File No. 819.1052/57.
Minister Price to the Secretary of State.
Panama , December 7, 1915 .
Sir: Supplementing my despatch No. 699 of December 1, relating to the disarmament of the National Police of Panama of large arms, I have the honor to report that in the course of my visit to the Panaman Foreign Office this afternoon in company with Captain Oliver Edwards, whom I presented as the representative of our military authorities in the further investigation of the late riots in the cities of Colon and Panama, I took up again with Señor Lefevre in the presence of Captain Edwards the matter of the disarmament aforesaid, requesting that the arms might be delivered up forthwith.

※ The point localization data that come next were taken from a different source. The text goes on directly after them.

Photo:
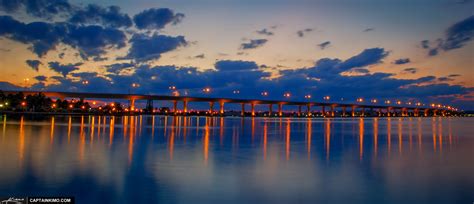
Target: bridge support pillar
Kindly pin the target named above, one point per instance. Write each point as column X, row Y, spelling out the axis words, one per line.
column 185, row 107
column 221, row 107
column 132, row 104
column 308, row 109
column 211, row 108
column 252, row 108
column 280, row 107
column 175, row 107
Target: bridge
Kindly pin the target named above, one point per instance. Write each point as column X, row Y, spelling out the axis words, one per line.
column 389, row 109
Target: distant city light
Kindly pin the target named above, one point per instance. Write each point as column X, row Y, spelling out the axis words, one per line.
column 206, row 90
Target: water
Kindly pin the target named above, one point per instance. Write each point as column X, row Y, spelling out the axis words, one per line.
column 146, row 159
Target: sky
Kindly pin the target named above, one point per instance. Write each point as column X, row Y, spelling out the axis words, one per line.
column 405, row 50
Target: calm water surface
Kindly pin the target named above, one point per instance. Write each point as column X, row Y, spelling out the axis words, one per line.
column 158, row 159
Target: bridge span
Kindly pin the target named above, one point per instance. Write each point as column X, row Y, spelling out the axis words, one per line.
column 389, row 109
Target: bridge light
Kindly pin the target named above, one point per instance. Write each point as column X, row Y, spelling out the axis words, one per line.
column 206, row 90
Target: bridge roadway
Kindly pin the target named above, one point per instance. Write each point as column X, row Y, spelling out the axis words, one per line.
column 252, row 102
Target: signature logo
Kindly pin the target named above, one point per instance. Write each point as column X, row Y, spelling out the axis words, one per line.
column 13, row 200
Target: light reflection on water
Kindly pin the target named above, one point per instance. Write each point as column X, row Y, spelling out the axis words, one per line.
column 183, row 159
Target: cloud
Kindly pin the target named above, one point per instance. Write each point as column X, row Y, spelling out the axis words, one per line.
column 200, row 56
column 230, row 65
column 265, row 32
column 34, row 64
column 94, row 40
column 456, row 36
column 118, row 67
column 255, row 43
column 63, row 69
column 368, row 30
column 410, row 70
column 43, row 37
column 94, row 14
column 402, row 61
column 151, row 47
column 41, row 78
column 324, row 45
column 365, row 58
column 302, row 33
column 37, row 8
column 459, row 34
column 156, row 18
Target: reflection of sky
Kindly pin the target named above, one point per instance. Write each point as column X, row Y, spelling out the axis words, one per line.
column 219, row 27
column 179, row 159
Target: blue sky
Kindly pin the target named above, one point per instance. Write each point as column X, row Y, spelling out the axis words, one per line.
column 407, row 50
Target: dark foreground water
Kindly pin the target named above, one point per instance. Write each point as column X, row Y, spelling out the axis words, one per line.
column 146, row 159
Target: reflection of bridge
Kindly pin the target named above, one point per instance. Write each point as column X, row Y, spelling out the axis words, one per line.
column 411, row 110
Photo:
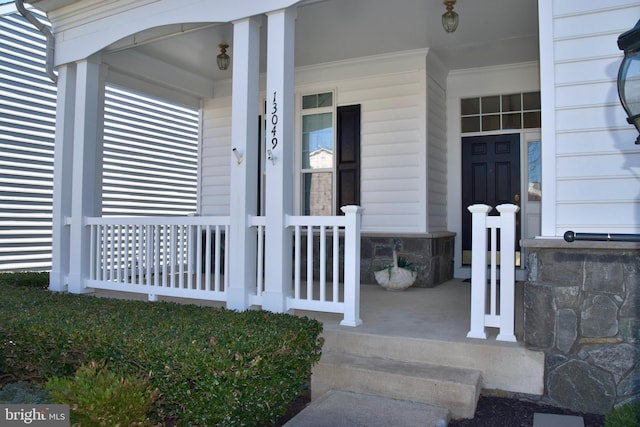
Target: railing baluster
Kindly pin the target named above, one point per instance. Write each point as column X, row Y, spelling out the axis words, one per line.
column 92, row 252
column 181, row 257
column 494, row 263
column 227, row 238
column 309, row 262
column 296, row 263
column 173, row 248
column 323, row 263
column 207, row 259
column 216, row 264
column 336, row 263
column 260, row 266
column 198, row 254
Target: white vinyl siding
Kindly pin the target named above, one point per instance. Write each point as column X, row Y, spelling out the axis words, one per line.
column 392, row 150
column 437, row 146
column 597, row 162
column 393, row 142
column 215, row 156
column 150, row 151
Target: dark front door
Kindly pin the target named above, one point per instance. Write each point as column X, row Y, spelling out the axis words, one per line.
column 491, row 176
column 348, row 160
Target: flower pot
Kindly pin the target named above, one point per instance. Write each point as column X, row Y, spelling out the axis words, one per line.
column 394, row 278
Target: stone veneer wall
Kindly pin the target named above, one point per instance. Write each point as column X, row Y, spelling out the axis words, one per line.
column 582, row 308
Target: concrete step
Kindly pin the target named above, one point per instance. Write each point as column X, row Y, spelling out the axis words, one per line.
column 456, row 389
column 504, row 366
column 344, row 409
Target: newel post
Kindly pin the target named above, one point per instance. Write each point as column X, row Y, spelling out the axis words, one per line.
column 352, row 265
column 507, row 271
column 478, row 269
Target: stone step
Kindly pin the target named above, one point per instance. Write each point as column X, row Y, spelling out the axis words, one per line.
column 504, row 366
column 339, row 408
column 455, row 389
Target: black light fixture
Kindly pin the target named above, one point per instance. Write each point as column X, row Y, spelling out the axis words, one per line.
column 449, row 18
column 223, row 59
column 629, row 75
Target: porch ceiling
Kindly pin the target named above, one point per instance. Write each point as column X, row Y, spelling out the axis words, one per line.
column 491, row 32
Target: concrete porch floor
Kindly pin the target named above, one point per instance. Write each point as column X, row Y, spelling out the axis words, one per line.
column 438, row 313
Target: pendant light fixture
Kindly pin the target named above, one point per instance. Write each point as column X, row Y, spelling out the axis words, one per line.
column 223, row 59
column 449, row 18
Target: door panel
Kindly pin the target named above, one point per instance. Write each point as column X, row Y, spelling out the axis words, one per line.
column 490, row 175
column 348, row 159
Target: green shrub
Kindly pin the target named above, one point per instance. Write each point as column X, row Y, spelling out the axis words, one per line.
column 99, row 397
column 24, row 392
column 210, row 366
column 625, row 416
column 36, row 279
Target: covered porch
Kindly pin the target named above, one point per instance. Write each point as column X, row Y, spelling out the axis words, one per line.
column 413, row 345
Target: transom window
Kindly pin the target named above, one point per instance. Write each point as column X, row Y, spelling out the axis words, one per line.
column 317, row 153
column 500, row 112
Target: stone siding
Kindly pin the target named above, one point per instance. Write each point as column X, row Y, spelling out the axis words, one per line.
column 582, row 308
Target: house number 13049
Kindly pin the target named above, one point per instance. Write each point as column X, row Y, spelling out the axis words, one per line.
column 274, row 122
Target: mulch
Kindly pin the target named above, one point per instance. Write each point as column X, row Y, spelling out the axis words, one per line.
column 506, row 412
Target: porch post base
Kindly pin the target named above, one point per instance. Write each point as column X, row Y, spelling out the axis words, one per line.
column 351, row 322
column 237, row 299
column 275, row 302
column 57, row 281
column 506, row 337
column 76, row 285
column 477, row 334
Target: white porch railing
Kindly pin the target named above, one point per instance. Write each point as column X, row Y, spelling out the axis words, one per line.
column 169, row 256
column 325, row 292
column 499, row 313
column 185, row 257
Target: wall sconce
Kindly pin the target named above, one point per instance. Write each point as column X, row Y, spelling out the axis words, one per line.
column 271, row 157
column 223, row 58
column 449, row 18
column 629, row 75
column 239, row 156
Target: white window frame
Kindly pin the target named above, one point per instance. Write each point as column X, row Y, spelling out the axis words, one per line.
column 300, row 172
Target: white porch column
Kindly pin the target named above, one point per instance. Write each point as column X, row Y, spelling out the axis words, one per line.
column 279, row 166
column 244, row 162
column 62, row 177
column 86, row 185
column 478, row 269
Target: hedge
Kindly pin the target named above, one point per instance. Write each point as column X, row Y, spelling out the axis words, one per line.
column 205, row 366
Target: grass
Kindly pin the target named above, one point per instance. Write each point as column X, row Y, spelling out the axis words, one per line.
column 192, row 365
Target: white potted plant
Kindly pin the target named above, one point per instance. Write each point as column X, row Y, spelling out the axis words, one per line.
column 397, row 276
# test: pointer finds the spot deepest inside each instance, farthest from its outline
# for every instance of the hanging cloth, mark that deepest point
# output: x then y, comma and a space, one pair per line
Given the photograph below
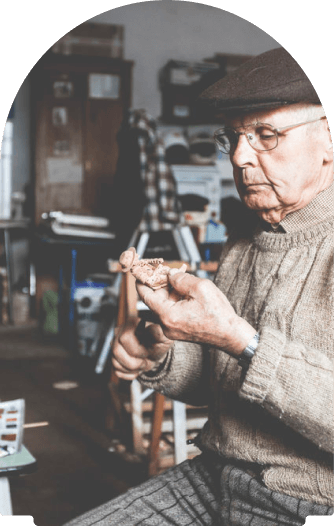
162, 211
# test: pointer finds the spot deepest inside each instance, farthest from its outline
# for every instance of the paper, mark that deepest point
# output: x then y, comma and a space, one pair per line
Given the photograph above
63, 171
102, 86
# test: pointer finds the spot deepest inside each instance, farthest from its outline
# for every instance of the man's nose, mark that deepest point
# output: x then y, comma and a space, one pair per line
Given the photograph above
243, 154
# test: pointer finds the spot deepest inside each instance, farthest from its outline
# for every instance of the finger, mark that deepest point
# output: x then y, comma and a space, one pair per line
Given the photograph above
184, 283
156, 300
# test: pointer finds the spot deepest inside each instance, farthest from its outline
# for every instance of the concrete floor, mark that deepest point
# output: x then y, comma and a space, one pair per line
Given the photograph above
75, 470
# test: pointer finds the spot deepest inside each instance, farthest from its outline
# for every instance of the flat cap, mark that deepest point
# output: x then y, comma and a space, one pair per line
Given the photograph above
271, 79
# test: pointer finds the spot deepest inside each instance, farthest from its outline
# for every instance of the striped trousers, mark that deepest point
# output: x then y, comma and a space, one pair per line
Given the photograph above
203, 491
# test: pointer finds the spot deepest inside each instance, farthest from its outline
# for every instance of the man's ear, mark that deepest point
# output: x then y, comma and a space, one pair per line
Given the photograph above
328, 153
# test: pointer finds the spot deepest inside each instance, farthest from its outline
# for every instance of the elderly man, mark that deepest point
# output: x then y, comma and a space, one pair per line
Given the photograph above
256, 345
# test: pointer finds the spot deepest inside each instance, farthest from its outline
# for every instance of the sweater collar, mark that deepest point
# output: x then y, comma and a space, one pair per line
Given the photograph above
319, 209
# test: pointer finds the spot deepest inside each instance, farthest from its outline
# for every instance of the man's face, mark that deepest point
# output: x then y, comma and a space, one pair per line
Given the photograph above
280, 181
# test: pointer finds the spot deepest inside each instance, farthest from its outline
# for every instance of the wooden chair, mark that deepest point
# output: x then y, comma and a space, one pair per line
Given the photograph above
19, 463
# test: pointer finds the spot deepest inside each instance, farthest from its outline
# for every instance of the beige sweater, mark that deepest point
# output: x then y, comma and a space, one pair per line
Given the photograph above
280, 415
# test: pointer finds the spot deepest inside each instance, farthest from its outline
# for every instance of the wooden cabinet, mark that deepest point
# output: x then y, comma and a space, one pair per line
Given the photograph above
78, 104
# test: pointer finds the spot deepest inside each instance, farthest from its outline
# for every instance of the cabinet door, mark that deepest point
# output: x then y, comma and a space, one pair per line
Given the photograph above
103, 116
58, 116
78, 109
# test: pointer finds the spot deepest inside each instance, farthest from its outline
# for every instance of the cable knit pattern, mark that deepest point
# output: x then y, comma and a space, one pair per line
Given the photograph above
281, 414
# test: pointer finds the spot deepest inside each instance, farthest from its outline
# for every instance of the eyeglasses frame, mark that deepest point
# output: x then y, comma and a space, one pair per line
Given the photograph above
275, 130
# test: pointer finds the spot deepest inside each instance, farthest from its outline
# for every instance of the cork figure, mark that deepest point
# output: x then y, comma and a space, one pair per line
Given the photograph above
150, 272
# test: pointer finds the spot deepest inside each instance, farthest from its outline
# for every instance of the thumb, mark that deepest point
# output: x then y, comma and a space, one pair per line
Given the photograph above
183, 283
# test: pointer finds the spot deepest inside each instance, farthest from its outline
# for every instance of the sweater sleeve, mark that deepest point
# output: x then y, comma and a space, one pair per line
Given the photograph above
184, 375
295, 384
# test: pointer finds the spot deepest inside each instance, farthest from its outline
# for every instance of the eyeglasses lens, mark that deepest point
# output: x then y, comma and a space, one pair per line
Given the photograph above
261, 137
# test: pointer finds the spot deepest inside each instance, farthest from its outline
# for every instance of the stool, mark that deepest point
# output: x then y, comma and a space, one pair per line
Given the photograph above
17, 464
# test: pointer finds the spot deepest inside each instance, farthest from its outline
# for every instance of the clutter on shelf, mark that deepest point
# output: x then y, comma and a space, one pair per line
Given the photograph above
61, 224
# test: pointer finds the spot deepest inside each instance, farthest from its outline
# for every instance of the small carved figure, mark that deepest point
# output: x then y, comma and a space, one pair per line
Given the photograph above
150, 272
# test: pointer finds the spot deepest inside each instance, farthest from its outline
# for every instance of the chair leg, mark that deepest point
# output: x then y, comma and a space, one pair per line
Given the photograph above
5, 499
158, 414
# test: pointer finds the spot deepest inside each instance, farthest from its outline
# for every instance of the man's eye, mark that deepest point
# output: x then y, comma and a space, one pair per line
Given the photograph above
264, 134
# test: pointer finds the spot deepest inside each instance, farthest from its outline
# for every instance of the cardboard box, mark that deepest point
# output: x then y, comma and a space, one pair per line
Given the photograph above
104, 40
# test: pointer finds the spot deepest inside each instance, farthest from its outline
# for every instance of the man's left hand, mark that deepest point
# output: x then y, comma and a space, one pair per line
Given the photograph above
195, 310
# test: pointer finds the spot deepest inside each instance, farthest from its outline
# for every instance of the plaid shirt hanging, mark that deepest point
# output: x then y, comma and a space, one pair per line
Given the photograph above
162, 210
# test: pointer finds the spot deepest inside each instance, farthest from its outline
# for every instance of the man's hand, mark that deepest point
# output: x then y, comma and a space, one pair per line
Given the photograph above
137, 349
196, 310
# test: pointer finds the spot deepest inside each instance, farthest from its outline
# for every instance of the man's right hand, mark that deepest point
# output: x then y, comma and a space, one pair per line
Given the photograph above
135, 352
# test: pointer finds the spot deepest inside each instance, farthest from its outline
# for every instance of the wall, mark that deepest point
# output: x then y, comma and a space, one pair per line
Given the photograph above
155, 32
159, 30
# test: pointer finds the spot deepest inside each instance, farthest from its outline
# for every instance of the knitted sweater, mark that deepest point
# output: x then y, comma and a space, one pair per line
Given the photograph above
280, 414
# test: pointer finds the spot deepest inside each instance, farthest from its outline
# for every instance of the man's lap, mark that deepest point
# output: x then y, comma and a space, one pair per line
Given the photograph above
202, 492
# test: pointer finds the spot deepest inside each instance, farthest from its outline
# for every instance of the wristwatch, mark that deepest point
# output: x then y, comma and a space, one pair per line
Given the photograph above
248, 353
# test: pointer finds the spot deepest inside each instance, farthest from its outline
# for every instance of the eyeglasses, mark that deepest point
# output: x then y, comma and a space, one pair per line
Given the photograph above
261, 136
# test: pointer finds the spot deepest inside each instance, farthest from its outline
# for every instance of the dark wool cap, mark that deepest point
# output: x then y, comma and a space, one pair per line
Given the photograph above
269, 80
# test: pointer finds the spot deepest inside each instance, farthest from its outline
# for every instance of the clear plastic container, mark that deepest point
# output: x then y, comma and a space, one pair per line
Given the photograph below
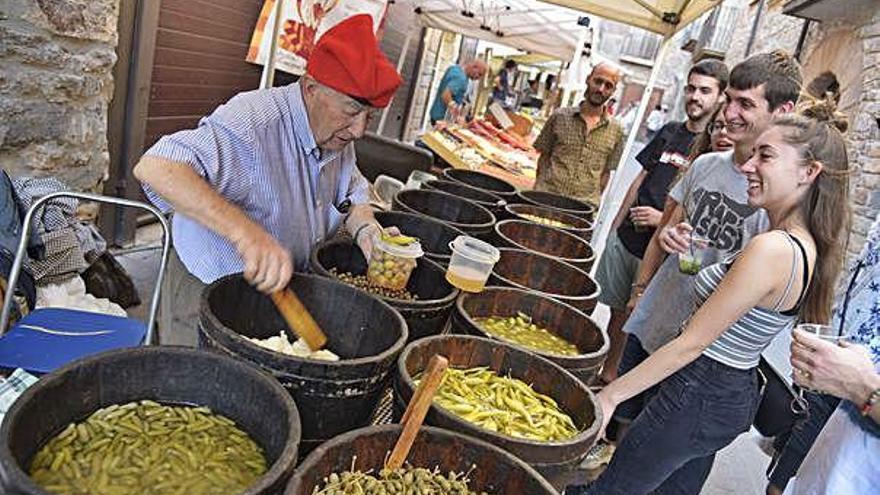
392, 264
471, 263
691, 262
417, 178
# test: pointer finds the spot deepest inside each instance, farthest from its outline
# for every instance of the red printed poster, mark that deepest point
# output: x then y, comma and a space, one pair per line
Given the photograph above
302, 24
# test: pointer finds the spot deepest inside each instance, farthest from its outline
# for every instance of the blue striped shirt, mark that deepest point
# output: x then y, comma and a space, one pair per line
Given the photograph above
258, 151
741, 345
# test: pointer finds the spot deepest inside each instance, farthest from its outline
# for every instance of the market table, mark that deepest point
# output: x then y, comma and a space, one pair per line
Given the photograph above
462, 147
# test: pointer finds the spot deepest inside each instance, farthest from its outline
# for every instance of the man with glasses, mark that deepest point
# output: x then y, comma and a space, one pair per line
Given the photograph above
662, 159
268, 175
580, 146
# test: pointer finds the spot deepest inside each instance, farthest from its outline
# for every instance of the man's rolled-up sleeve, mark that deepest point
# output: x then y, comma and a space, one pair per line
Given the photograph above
215, 150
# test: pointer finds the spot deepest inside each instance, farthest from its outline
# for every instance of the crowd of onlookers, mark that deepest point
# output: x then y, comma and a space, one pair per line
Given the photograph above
754, 186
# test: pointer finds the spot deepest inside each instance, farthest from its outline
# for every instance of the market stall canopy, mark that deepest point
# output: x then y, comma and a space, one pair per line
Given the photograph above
529, 25
664, 17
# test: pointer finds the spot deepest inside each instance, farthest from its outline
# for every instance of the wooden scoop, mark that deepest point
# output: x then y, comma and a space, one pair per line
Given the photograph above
298, 319
416, 410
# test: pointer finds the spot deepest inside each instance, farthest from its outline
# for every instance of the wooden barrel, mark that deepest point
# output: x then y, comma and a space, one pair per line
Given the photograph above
558, 202
547, 276
490, 469
171, 375
434, 235
558, 318
556, 461
460, 213
490, 201
425, 316
363, 330
530, 236
580, 227
486, 182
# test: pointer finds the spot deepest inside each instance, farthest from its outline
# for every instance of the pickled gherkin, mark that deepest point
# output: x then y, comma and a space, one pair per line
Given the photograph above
403, 481
546, 221
503, 404
149, 448
520, 330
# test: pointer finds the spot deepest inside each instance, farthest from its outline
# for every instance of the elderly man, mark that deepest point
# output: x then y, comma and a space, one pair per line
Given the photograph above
268, 175
453, 87
580, 146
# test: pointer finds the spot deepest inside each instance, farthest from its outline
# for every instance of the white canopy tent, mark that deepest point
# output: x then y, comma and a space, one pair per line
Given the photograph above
543, 27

Señor Lefevre replied that I had not yet answered his last note (the one communicated to the Department with my despatch No. 680 of November 17). I stated to him that my note to which his was a reply was sufficiently clear and definite in its terms, in my opinion, to render a reply to his note really unnecessary. He then indulged at some length in a number of arguments heretofore used and reported to the Department, adding one to the effect that the rifles and certain military instruction of their police were both necessary for use at least in the outlying provinces in cases of insurrection or violence there, to quell which they would not feel like calling upon our military authorities. I replied that we were not asking for the disarmament except in the cities of Panama and Colon, and Captain Edwards offered the suggestion from General Edwards that the rifles might be held in storage along with reserve arms of our military in the Canal Zone for redelivery for Panama’s use in the event that we or they should become involved in war with a foreign power.
No definite statement was obtainable from Señor Lefevre and, of course, while awaiting instructions from the Department herein, as directed to do by the Department’s instruction No. 201 of November 5, I am unauthorized to present our demands in a more formal or emphatic way than I have done.
I feel quite convinced that if the Department will authorize a firm and unconditional demand to be made with all emphasis for the rifles, accompanied, if seeming necessary, by the threat to exercise on our part much farther reaching rights under the Canal Treaty, such as taking over their police force in these cities in the event of their refusal to give up the arms, Panama will yield.